Data scientists are well equipped with current tools and platforms to attack these business issues. Often though, they are limited by the quality of the data available. Data quality is determined by several factors, including completeness, accuracy, reliability, and timeliness. If information is not up to par, the data scientists will be limited in developing useful and actionable algorithms. Again, A.I. can help. A.I. can aid with data management with automatic data capture, synthetic data creation to fill in gaps in existing data, identification of erroneous data, and duplications.

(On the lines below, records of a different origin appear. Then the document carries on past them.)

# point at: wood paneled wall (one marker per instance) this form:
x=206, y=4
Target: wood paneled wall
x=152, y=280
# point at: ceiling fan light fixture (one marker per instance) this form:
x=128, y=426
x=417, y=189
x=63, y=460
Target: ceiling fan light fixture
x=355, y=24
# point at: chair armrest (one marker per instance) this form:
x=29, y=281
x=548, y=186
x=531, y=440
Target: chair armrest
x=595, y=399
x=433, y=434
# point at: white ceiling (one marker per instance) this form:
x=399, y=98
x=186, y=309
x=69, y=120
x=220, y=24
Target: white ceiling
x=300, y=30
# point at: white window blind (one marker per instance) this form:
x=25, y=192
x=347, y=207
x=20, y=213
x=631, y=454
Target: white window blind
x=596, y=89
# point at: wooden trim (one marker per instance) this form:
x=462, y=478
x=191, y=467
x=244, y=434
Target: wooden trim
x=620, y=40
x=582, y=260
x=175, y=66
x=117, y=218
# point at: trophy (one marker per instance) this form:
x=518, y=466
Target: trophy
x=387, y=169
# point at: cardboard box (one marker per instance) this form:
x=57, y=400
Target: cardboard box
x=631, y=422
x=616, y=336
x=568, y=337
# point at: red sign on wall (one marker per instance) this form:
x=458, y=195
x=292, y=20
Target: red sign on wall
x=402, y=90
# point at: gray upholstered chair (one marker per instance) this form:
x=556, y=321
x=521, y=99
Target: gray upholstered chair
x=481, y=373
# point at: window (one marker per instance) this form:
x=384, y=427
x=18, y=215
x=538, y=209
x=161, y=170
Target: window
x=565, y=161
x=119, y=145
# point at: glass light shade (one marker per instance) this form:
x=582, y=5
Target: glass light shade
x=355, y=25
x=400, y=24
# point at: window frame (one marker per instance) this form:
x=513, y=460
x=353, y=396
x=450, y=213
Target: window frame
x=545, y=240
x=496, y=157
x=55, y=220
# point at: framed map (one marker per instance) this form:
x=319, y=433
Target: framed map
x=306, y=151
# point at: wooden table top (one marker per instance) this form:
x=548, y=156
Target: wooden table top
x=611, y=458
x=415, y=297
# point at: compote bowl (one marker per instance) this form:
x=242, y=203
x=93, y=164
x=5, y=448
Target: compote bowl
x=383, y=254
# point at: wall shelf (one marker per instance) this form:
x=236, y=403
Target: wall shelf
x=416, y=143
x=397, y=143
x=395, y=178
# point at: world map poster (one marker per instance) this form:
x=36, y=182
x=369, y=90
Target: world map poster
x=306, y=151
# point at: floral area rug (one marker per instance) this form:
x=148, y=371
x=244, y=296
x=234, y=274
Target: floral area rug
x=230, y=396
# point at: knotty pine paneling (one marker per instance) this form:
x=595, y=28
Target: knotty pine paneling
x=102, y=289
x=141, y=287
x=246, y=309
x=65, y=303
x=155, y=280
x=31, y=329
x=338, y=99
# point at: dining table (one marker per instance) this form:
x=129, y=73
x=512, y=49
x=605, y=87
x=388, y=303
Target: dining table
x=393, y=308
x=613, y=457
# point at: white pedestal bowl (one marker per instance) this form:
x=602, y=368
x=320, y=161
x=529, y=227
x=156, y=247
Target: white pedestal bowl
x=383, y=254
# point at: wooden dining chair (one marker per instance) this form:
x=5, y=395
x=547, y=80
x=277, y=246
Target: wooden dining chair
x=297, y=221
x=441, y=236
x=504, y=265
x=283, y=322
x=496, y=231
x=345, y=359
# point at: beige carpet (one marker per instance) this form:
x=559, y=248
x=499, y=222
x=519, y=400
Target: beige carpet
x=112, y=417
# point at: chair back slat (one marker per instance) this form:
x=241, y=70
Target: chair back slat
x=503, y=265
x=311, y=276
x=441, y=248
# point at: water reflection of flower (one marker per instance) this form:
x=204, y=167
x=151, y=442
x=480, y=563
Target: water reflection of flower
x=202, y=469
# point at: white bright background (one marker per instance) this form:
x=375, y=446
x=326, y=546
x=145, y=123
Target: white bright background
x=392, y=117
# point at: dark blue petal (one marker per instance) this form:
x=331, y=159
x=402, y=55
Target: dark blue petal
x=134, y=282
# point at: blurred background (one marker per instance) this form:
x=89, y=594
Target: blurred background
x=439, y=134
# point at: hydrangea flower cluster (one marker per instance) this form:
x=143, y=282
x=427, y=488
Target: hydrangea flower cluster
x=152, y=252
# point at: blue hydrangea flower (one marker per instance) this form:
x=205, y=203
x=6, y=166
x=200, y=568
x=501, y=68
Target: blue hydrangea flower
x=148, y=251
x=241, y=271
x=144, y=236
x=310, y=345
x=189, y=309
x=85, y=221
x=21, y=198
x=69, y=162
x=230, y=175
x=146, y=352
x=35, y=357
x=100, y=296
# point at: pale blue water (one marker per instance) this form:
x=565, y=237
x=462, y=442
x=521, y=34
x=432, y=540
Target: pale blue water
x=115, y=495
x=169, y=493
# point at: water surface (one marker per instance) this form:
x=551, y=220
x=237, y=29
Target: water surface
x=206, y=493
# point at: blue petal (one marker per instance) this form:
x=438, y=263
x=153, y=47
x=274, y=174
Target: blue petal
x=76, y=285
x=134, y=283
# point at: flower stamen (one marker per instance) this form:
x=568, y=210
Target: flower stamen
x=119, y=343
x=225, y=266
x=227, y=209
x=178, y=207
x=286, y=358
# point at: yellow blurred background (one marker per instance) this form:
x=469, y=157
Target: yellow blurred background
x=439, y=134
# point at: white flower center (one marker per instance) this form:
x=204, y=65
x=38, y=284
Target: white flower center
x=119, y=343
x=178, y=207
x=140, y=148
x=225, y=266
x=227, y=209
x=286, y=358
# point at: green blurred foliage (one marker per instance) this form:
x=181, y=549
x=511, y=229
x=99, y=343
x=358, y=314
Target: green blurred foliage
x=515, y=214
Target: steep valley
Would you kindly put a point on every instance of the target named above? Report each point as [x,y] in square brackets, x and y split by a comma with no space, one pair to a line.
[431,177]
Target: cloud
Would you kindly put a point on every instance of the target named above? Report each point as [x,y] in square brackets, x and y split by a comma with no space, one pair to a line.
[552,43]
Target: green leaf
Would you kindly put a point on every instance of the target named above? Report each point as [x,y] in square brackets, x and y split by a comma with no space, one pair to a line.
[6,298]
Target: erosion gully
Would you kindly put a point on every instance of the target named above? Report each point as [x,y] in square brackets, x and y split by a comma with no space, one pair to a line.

In the example of the restaurant, detecting bad data in stored operating hours can prevent the customer ordering from a closed restaurant, as well as multiple other failure modes, including helping restaurant operators detect variances in performance and potential root causes to address. Synthetic data can be a proxy for actual data, allowing scientists to run models even when source data capture failed.

A.I. can also be instrumental to predicting and avoiding future issues in the overall customer experience. (Note: To be effective, this mandates a well-defined customer journey map, with clear identification of failure modes or friction points along the map). In the example of the automobile manufacturer, this can be demonstrated in many ways. First, collecting customer communications can alert the original equipment manufacturer to common inquiries as well as ensure future responses and notifications to address key concerns. Combining production operations and supplier performance data with detailed order information can aid in better prediction of delivery dates for vehicles as well as optimize production lines, given order configurations.

In situations when orders must be converted to the next model year, A.I. can optimize options packages to align to customer orders as well as minimize options changes that the customer must accept. This also has the indirect effect of improving production operations.

The business cases for increasing the use of A.I. in the customer experience are clear. A study by Harvard Business Review found that customers who enjoy positive experiences are likely to remain customers for five years longer than customers who had negative experiences. In addition, delivering positive customer experiences can reduce your cost to serve customers by up to 33%.  

Companies that keep the focus on preserving long-term customer value will better balance the immediate demands of cost containment with continuing to improve the customer experience. A.I. can be the differentiator that helps eliminate the digital-physical frictions that are still common today.